Ventilator-associated pneumonia refers to the lung infection which affects patients who are on the mechanical ventilation breathing machines. These patients are already critically ill, and the new infection tends to increase their chances of death (Dodek et al., 2004). This infection affects the respiratory system of the patient, more specifically, the lower respiratory tract and lung parenchyma. The major route that a patient may acquire the infection is through oropharyngeal colonization by pathogens which are introduced exogenously from the intensive care unit (Dodek et al., 2004). This occurs through contaminated hands or apparel of the hospital personnel who access the unit, through contaminated medical equipment, the air, and even water. This is why the condition tends to occur after 48 hours of mechanical ventilation through the endotracheal tube or tracheostomy.
Nursing assessment is very important as it collects important information relating to the physiological, psychological, sociological, and spiritual status of the patient. Since most of the patients in the ICU on the ventilators are unconscious, it may be impossible to assess most of their status, other than the physiological aspect. The nurse should assess whether the patient has a fever and increased tracheobronchial secretions. These are quite common in patients with Ventilator Associated Pneumonia. The nurse may also hear crackles and see decreased respiratory efforts, and note decreased oxygenation. In case the patient is conscious, the nurse may inquire of any discomforts which the patient may experience. If the patient reports chest congestion, then the infection is suspected.
The diagnostic tests which should be conducted include; a chest radiograph, blood and pleural fluid cultures, nonquantitative and semiquantitative airway sampling, and also quantitative airway sampling. The issue of Ventilator Associated Pneumonia is relevant to geriatric patients mainly because they are at high risk of diseases such as heart attacks, which may lead to their hospitalization in the ICU environment. In addition, they are at a high risk of contracting the infection due to their compromised immune systems.
The nursing diagnosis for a patient with ventilator-associated diagnosis is impaired respiratory function, ineffective airway clearance, impaired gas exchange, and hyperthermia (Dodek et al., 2004). To help the patient with the symptoms, it is imperative that an evidenced based care is offered. In addition, the care needs to be individualized so as to fit the patient directly and effectively. The nursing intervention will feature practicing good hygiene, such as washing hands with soap and water before touching a patient, changing the oxygen masks more frequently, and immediately after it becomes soiled, and ensuring frequent mouth care for the patient (Dodek et al., 2004). Other interventions will help alleviate the patients discomfort and risk for more infections. These will include ensuring the ET-tube cuff pressure is maintained and elevating the head of the bed. In case the patient is unable to clear the airway effectively, then the nurse should employ the use of subglottic secretion drainage (Dodek et al., 2004).
The patient is treated with antibiotics for 15 days and given pain medication to manage the discomfort.
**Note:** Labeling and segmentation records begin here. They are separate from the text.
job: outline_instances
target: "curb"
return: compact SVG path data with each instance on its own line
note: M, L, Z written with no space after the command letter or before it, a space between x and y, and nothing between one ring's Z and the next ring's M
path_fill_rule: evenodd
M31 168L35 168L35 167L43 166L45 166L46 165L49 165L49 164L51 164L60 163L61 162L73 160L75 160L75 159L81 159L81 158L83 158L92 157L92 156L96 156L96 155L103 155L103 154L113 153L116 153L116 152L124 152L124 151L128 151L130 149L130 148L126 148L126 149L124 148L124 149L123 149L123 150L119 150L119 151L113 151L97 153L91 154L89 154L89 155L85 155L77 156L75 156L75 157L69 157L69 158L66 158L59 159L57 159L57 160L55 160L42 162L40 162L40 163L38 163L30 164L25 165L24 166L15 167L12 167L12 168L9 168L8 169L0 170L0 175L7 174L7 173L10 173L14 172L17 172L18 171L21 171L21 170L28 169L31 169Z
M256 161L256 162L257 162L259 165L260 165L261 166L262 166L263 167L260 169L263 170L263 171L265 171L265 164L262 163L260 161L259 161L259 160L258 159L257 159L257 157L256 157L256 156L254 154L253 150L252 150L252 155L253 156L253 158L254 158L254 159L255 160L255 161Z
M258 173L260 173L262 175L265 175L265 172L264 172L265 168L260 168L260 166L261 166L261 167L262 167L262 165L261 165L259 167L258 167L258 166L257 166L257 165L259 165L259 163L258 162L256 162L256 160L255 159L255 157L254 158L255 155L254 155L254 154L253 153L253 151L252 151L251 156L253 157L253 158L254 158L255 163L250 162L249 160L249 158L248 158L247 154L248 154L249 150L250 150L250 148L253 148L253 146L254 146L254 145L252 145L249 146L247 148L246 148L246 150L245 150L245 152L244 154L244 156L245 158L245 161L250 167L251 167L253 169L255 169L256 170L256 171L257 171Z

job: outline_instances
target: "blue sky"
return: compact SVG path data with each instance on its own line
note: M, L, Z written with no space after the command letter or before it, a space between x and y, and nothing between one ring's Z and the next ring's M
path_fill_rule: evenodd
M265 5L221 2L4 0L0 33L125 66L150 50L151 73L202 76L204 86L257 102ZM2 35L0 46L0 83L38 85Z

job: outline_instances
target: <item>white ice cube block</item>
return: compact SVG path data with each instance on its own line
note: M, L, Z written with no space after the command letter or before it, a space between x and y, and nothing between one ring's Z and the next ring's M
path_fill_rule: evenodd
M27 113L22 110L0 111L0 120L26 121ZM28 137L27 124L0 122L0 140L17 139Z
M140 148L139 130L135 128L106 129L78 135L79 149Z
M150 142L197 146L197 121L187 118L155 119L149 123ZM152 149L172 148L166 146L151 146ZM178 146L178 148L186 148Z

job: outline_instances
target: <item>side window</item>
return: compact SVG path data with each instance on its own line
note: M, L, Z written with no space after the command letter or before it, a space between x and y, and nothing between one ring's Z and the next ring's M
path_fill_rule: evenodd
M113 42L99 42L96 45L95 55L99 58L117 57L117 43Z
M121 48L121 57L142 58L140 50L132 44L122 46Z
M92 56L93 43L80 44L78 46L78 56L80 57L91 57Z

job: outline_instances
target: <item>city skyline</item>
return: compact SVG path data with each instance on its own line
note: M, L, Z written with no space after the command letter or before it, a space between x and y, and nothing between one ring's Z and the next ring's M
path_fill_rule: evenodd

The long period of consuming antibiotics is meant to prevent a recurrence of the same when the dose is complete. Unfortunately, it may be difficult to manage the infection once it starts due to the compromised immune system of the patients. A longer dosage also makes it difficult since the infection causing organisms may easily become resistant (Dodek et al., 2004).
Clinical practice change is very important as it will ensure a prevention of such infections in the ICU. Patient teaching is also vital for conscious patients as it will ensure they communicate any issues that they may have before the infection gets out of control. From the research article, it is recommended that topical antibiotics should not be used alone. This is because it tends to promote the emergence of antibiotic-resistant bacteria, hence causing more harm to the patient.
Dodek, P. et al. (2004). Evidence-Based Clinical Practice Guideline for the Prevention of Ventilator-Associated Pneumonia. Annals of Internal Medicine. 141(4), 305-310.